Se llama D.
Da igual cuál sea su nombre entero. Las iniciales carecen de importancia cuando la realidad es así de cruda. ¿Quieres llamarlo T? No me importa.
Hace dos días que D no come.
El último bocado que provó no era más que los nimios restos de un podrido menú de hamburguesería gris. Se comió aquellas patatas como si su vida fuera en ello. Algo que, mirado fríamente, no dista tanto de la realidad.
A D le duele todo el cuerpo.
Ayer, al conseguir conciliar el sueño en el interior del cajero automático de siempre, unos jovenes skinheads decidieron pisotearle el alma. En un mundo en el que algunos seres humanos aun se creen con derechos de mirar a otros por encima de múltiples hombros, esas cosas aún pasan. "Vaya si pasan", pensaba D con una extraña calma, mientras su cabeza rebotaba una y otra vez contra el cristal de la puerta.
D no cree en el futuro.
Tampoco cree en el presente. Dada su azarosa existencia, lo único que opina D sobre la vida es que se trata de una dama cruel que juega a los dados con el sr. Destino. Y éste último tiene unos dados trucados. Y la vida tira los suyos y se limita a sonreir ante el resultado de siempre, a encogerse de hombros y mantener esa mirada apacible y bobalicona de vaca en el matadero. Si tuviera que elegir sinónimos que definieran el ahora, su ahora, no sabría qué insulto elegir de entre la ristra que conoce. Para D, solo existe el pasado, en la medida en que recuerda la cantidad de hijoputeces que el mundo le hizo antesdeayer.
D no siempre fue así.
Al contrario de lo que se puede extraer de su apariencia débil, sucia y paupérrima, la boca desdentada de D bebió otrora de las fuentes de otros ríos. Recuerda como si fueran solamente sueños instantes de su propia vida que le parecen tan lejanos como falsos. Y lo peor es que son ciertos. Él ha hecho el amor sobre una alfombra en un hotel de Lyon. Ha viajado en elefante bajo un calor de película en la India. Y tuvo más amantes que puertas le abrió el dinero.

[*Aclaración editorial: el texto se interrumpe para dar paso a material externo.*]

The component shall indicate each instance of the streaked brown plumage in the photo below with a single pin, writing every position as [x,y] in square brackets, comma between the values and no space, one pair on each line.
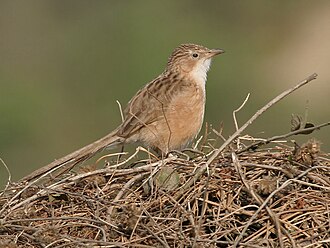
[166,114]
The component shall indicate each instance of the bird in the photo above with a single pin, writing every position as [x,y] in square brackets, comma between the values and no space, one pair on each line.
[165,115]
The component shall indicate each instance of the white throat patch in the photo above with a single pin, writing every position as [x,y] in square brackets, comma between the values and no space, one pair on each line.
[199,73]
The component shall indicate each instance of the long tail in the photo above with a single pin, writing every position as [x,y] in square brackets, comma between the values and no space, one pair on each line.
[78,156]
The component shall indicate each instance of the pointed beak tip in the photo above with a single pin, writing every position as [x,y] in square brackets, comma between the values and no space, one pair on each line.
[218,51]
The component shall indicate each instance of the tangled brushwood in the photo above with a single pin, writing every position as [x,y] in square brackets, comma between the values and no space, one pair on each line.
[268,197]
[243,193]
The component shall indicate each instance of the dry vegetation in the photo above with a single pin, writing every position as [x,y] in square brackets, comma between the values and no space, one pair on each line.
[247,193]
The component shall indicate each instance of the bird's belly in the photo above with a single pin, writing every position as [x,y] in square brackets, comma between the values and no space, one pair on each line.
[181,122]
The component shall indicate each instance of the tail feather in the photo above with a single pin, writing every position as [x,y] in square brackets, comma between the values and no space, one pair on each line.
[78,156]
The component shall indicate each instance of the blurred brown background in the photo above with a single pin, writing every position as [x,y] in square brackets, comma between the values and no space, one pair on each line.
[63,65]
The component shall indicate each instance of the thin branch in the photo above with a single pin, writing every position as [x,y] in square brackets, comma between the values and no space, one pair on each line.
[238,109]
[239,131]
[283,136]
[121,111]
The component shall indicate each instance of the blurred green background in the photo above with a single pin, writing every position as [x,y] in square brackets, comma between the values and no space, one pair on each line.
[63,65]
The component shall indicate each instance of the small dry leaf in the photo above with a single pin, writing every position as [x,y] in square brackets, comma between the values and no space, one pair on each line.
[167,178]
[308,152]
[297,122]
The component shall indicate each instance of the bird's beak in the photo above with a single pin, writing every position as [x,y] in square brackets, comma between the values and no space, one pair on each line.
[215,52]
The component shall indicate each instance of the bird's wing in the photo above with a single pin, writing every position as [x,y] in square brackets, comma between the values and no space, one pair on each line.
[148,105]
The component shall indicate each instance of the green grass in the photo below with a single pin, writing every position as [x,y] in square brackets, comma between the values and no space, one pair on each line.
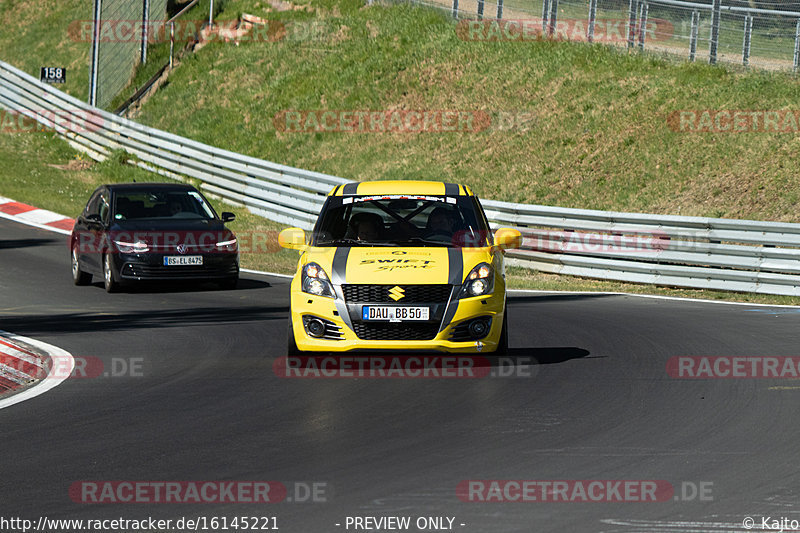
[600,137]
[599,140]
[36,33]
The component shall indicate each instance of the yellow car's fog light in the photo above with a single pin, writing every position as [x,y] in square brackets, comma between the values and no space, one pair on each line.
[315,281]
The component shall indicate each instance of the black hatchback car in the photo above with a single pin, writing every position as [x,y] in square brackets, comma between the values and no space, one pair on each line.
[152,231]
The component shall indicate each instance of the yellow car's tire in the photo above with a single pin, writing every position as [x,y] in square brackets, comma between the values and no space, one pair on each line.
[291,345]
[502,344]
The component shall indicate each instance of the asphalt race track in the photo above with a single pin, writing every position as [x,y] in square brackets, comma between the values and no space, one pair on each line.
[202,403]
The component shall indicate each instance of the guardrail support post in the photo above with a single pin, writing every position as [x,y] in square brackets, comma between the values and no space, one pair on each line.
[642,25]
[545,15]
[748,32]
[145,22]
[553,17]
[797,46]
[632,7]
[94,67]
[715,17]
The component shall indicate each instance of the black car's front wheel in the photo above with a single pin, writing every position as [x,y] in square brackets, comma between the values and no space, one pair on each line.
[111,284]
[229,284]
[79,277]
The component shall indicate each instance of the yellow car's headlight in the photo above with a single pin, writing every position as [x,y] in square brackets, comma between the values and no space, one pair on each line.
[479,282]
[315,281]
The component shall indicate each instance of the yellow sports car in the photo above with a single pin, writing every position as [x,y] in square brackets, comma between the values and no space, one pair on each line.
[399,265]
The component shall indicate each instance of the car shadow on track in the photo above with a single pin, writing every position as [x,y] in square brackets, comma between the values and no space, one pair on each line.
[157,287]
[8,244]
[88,322]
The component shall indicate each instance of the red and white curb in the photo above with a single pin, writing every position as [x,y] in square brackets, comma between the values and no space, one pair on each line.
[30,366]
[33,216]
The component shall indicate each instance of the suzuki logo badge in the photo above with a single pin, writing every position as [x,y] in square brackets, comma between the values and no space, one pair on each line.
[395,293]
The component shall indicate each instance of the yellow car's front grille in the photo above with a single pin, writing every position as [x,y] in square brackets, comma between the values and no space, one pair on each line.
[408,294]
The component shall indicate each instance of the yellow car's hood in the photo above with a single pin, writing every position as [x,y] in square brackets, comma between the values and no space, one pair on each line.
[397,265]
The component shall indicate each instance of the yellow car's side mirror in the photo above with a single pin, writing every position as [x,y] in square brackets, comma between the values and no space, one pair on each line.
[293,239]
[505,238]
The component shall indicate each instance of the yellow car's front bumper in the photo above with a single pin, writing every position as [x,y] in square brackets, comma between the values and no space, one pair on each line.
[304,304]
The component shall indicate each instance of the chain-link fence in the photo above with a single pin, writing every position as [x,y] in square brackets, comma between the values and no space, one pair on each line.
[749,32]
[118,43]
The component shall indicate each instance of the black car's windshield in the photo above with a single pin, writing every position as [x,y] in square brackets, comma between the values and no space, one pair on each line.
[161,204]
[401,220]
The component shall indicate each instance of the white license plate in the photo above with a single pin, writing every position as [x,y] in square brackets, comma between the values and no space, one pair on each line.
[183,260]
[394,314]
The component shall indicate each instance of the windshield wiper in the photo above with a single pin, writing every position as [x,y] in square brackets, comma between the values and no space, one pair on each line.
[357,242]
[423,240]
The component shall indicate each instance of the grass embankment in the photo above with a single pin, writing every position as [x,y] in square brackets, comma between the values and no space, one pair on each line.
[600,137]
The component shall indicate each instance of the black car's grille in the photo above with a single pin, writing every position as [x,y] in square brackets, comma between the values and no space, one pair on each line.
[142,271]
[396,332]
[412,294]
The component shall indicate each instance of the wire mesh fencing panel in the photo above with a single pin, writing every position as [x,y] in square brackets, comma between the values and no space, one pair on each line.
[122,30]
[755,33]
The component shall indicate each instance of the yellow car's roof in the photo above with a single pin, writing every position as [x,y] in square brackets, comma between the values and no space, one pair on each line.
[370,188]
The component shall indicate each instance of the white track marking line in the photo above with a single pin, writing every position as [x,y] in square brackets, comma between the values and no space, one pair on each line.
[62,366]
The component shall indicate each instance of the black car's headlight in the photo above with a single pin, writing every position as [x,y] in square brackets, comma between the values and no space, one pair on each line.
[315,281]
[138,247]
[479,282]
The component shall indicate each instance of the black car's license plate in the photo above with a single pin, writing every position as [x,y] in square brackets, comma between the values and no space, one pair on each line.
[183,260]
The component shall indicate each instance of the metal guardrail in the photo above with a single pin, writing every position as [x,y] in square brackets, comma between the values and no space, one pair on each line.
[695,252]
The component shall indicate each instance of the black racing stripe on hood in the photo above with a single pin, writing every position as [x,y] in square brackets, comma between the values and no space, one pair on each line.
[338,271]
[339,265]
[456,266]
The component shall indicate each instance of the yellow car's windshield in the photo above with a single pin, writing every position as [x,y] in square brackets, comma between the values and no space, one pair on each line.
[401,220]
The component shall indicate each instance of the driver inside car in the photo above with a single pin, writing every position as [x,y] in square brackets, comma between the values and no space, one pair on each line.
[440,223]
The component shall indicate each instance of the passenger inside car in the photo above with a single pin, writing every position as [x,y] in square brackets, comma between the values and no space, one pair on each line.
[365,227]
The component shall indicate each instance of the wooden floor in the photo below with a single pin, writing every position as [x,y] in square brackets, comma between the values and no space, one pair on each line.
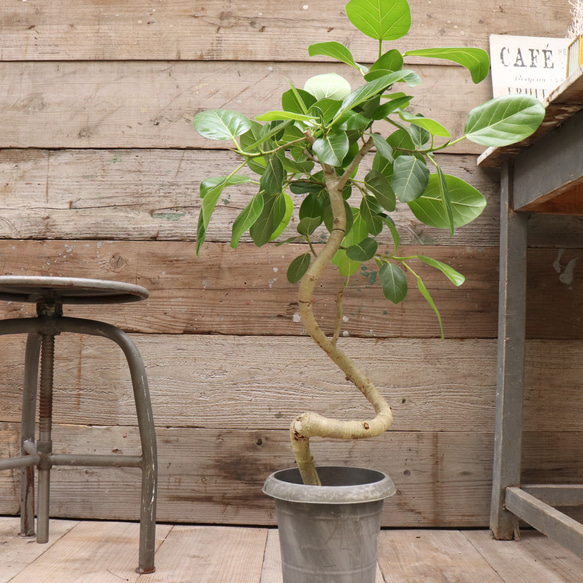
[104,552]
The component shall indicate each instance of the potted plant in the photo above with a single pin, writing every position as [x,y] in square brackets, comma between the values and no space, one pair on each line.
[307,157]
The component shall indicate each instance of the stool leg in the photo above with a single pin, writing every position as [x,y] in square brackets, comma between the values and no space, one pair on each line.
[45,442]
[27,432]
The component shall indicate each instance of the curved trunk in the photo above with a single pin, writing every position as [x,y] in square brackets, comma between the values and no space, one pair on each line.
[311,424]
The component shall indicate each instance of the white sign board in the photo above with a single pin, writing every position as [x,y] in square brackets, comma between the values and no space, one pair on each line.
[527,65]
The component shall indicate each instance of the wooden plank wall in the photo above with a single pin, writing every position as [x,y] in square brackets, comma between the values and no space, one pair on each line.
[99,170]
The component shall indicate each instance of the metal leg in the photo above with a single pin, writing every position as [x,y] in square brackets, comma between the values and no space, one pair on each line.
[510,376]
[27,432]
[45,442]
[146,427]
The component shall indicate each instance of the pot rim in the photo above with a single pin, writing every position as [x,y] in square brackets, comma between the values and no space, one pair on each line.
[370,491]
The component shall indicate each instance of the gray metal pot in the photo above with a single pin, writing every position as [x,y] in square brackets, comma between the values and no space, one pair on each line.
[329,533]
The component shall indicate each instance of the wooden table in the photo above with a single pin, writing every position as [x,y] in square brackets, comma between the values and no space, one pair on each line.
[543,174]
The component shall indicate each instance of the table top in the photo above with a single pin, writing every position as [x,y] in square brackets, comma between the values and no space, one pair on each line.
[68,290]
[561,104]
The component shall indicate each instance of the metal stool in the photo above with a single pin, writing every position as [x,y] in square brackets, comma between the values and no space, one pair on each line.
[49,294]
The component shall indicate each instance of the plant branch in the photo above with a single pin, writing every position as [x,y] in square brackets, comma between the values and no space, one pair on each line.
[311,424]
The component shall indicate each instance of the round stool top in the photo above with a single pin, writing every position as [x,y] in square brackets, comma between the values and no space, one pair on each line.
[68,290]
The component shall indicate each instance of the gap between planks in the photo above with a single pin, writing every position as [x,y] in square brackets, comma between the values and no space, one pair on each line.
[106,552]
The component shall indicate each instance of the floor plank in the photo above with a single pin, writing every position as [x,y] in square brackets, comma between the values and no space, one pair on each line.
[415,556]
[91,552]
[210,554]
[17,552]
[534,558]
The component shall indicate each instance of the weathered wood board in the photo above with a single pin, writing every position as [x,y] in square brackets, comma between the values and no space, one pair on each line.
[215,475]
[222,31]
[150,104]
[438,385]
[142,194]
[224,292]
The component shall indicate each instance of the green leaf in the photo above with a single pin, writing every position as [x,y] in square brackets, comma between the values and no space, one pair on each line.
[446,199]
[393,282]
[298,267]
[328,86]
[221,124]
[269,222]
[332,148]
[370,213]
[297,100]
[272,179]
[363,251]
[393,228]
[454,276]
[367,91]
[383,147]
[328,108]
[210,192]
[476,61]
[381,188]
[425,293]
[346,266]
[336,51]
[246,219]
[466,203]
[380,19]
[387,108]
[308,225]
[504,120]
[289,209]
[432,126]
[410,177]
[283,115]
[391,61]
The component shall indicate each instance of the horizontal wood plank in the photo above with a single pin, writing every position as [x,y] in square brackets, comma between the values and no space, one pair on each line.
[210,476]
[438,385]
[154,194]
[246,30]
[141,104]
[223,291]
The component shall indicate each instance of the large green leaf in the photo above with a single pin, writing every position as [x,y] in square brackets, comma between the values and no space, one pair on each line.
[377,184]
[297,100]
[476,61]
[210,192]
[332,148]
[432,126]
[246,219]
[504,120]
[410,177]
[454,276]
[369,90]
[336,51]
[272,180]
[284,115]
[269,222]
[380,19]
[466,203]
[363,251]
[370,212]
[393,282]
[221,124]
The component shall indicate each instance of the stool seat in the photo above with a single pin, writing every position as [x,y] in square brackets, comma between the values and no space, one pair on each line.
[68,290]
[50,293]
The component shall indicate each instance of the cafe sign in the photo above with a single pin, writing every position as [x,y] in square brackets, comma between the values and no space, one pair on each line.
[526,65]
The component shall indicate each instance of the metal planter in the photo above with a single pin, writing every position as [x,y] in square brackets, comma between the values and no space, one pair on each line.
[329,533]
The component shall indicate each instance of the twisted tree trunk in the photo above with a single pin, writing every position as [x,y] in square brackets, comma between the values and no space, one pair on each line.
[311,424]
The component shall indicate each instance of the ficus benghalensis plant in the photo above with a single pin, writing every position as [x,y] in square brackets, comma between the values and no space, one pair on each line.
[305,159]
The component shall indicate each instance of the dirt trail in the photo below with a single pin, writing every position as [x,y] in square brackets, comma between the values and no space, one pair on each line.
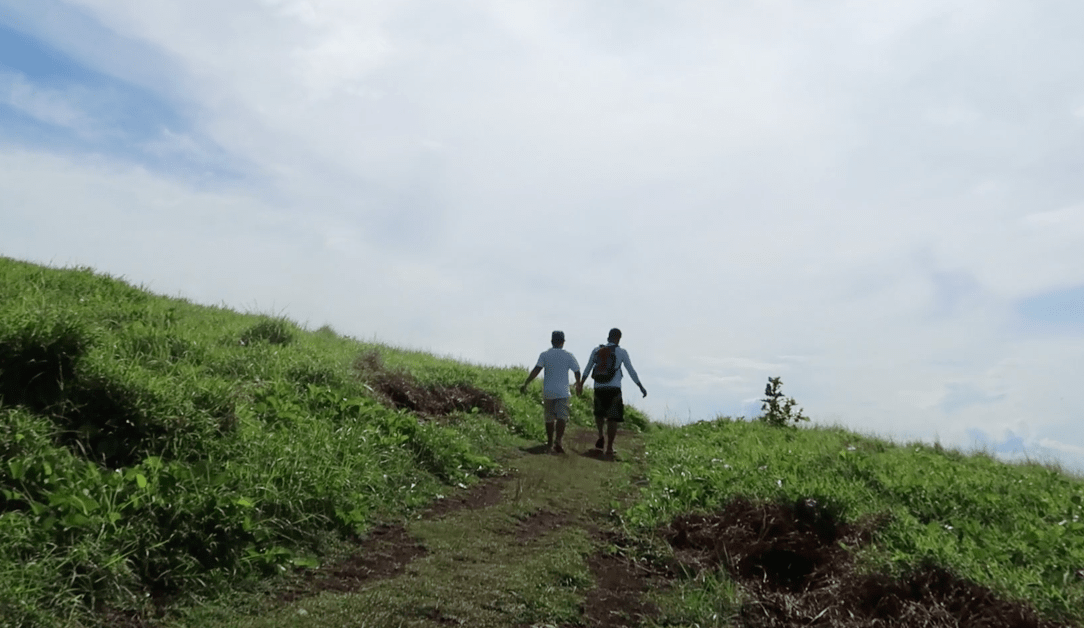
[538,548]
[524,549]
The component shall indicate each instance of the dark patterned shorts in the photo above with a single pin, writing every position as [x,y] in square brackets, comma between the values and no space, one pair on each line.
[608,404]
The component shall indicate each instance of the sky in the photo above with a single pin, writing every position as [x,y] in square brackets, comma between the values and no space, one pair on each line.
[880,203]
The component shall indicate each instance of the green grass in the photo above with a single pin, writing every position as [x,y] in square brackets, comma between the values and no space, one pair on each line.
[1015,528]
[150,446]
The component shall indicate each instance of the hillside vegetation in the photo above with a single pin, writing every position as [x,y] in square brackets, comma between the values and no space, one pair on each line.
[156,453]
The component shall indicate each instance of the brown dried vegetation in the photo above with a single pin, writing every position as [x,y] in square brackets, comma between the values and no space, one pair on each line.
[796,566]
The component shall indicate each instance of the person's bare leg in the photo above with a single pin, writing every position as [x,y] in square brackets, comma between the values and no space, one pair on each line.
[611,434]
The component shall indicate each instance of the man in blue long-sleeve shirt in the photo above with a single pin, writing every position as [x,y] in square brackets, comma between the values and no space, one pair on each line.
[605,367]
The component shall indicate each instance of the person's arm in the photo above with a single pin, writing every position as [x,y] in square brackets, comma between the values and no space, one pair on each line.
[531,376]
[632,372]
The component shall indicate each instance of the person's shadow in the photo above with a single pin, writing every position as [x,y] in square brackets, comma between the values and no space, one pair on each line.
[537,450]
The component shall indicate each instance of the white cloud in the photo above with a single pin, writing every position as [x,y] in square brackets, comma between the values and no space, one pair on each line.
[48,105]
[850,195]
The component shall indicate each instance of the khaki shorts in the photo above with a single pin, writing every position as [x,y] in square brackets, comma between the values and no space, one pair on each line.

Y ahora D sale de su letargo durante unos instantes y abre los ojos, para encontrar ante él un billete de veinte euros, que se le antoja tan irreal como si una virgen vestal se le estuviera ofreciendo entre coros de dioses rancios. Se incorpora, lo coge, y su sonrisa sin dientes es casi peor que su cara de amargura de pordiosero conformista.
"No está mal", piensa D mientras cae de nuevo dormido. Y en lugar de contar ovejas cuenta maneras extrañas de beberse ese dinero que la puta de la vida le ha ganado al sr. Destino.